L'expansion des applications intelligentes, de l'informatique de pointe aux services cloud distribués, augmente la valeur stratégique des réseaux fixes et mobiles avancés. Le rapport souligne que les opérateurs ne peuvent retrouver leur pertinence qu'à travers une évolution du modèle économique, passant de la fourniture de bande passante à des services intégrés pour les entreprises, les administrations publiques et les secteurs industriels.

Dans ce contexte, de nouvelles tensions émergent entre opérateurs de réseaux, hyperscalers et fournisseurs d’IA, avec des équilibres encore instables tout au long de la chaîne de valeur.

Énergie, puces et souveraineté technologique

Un autre point clé concerne la fragilité des chaînes d’approvisionnement liées à l’IA. Le rapport consacre une large place au thème des semi-conducteurs avancés, des restrictions commerciales et de la dépendance à l'égard d'un nombre limité de fournisseurs.

Le rapport estime que plus de 30 milliards de dollars seront investis dans des technologies critiques pour la production de semi-conducteurs avancés rien qu’en 2026, une valeur marginale par rapport à un marché des puces d’IA estimé à environ 300 milliards de dollars, mettant en évidence une forte concentration de valeur tout au long de la chaîne d’approvisionnement.

En 2026, les technologies de fabrication de puces et les logiciels de conception deviendront des goulots d'étranglement de plus en plus critiques, selon Deloitte.
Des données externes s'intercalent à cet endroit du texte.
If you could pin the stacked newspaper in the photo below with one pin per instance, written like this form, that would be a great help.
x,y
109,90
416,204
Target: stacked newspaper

Ce scénario alimente la poussée vers des formes de souveraineté technologique (voir le discours du PDG de Microsoft, Satya Nadella, au WEF de Davos), notamment en Europe, où les investissements et les initiatives visant à réduire la dépendance aux infrastructures extra-régionales se multiplient.

Le concours de l’IA ne concerne pas seulement les modèles, mais la capacité à garantir l’accès au calcul, à l’énergie et aux composants stratégiques.
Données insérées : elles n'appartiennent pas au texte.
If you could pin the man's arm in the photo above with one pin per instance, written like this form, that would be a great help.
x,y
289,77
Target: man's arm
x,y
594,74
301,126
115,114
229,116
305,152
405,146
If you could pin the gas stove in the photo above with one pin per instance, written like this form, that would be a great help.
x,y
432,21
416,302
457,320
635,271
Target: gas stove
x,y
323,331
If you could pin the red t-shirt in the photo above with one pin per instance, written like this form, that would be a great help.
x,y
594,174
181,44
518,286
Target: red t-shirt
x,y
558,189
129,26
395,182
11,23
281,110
Un secteur plus mature et moins indulgent

L’image globale qui se dégage des prévisions TMT 2026 de Deloitte est celle d’un écosystème moins indulgent envers les promesses non soutenues par des fondamentaux solides. L’IA reste le principal moteur de transformation, mais elle est de plus en plus évaluée en fonction de sa capacité à générer une valeur mesurable, et non en fonction de la nouveauté technologique.

Selon le rapport, en 2026, plus de 50 % des organisations alloueront plus de la moitié de leurs budgets de transformation numérique à des projets d'automatisation basés sur l'IA, avec une croissance significative des investissements dans les systèmes d'agents et les logiciels d'entreprise adaptatifs.